Footballers' Lives with Ross Glendinning: 'It's hard to accept I lost my mum to cancer. Myself and Reece want to make her proud'

By Graham Luney

Ballymena United goalkeeper Ross Glendinning explains how, despite the support of the football family, he continues to struggle without the guidance of mum Mandy.

Q. As your dad Mark is an Irish League legend who played for Bangor, Glenavon and Glentoran, is it hardly surprising you and your bother Reece, who plays for Ards, are following in his footsteps?

A. I don't think I ever missed a match my dad played in whether at Glentoran or Glenavon. I was even at training with my dad. As long as I can remember we have been in football together. I've always loved football and I know I used to go to Bangor when I was three and I practically grew up at Mourneview Park. In that sense, I can remember the Irish League since I was very young. I played for Greenisland when I was eight or nine and I'm still in touch with the guys who played there. Reece is two years younger than me and I always thought he was better than me, and I had to do something to get into the team so I went into goals. I was actually at Glentoran for a week but they didn't want me to go to the Milk Cup. I wanted to go and that was the end of that! My dad didn't have the time to follow me everywhere as he was playing himself. Later in his career, when he struggled with a knee injury, he watched me more. I appreciate his honesty. He was one of the best full-backs to play in the Irish League and he knows the game.

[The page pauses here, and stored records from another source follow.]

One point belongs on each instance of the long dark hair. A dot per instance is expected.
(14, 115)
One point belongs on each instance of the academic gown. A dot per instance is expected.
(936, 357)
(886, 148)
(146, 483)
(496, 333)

Q. When you were growing up, were you conscious he was a talented footballer?

A. Even now when we go to The Oval or Mourneview Park, you see how people treat him and, a few years ago when I had been nominated for Goalkeeper of the Year, my dad was picked in the best XI for the 125th anniversary of the Irish League. You realise he was one of the best. It's recognition I can only dream of. My dad was very dedicated to his football and I take that from him.

Q. Are you and Reece similar characters?

A No, definitely not - we are chalk and cheese! Reece comes across as shy but he can give as good as he gets on the pitch. He's more laid-back than me and I'd say he has more natural ability. I think he could still be at Linfield but his confidence must have been affected by being in and out of the team.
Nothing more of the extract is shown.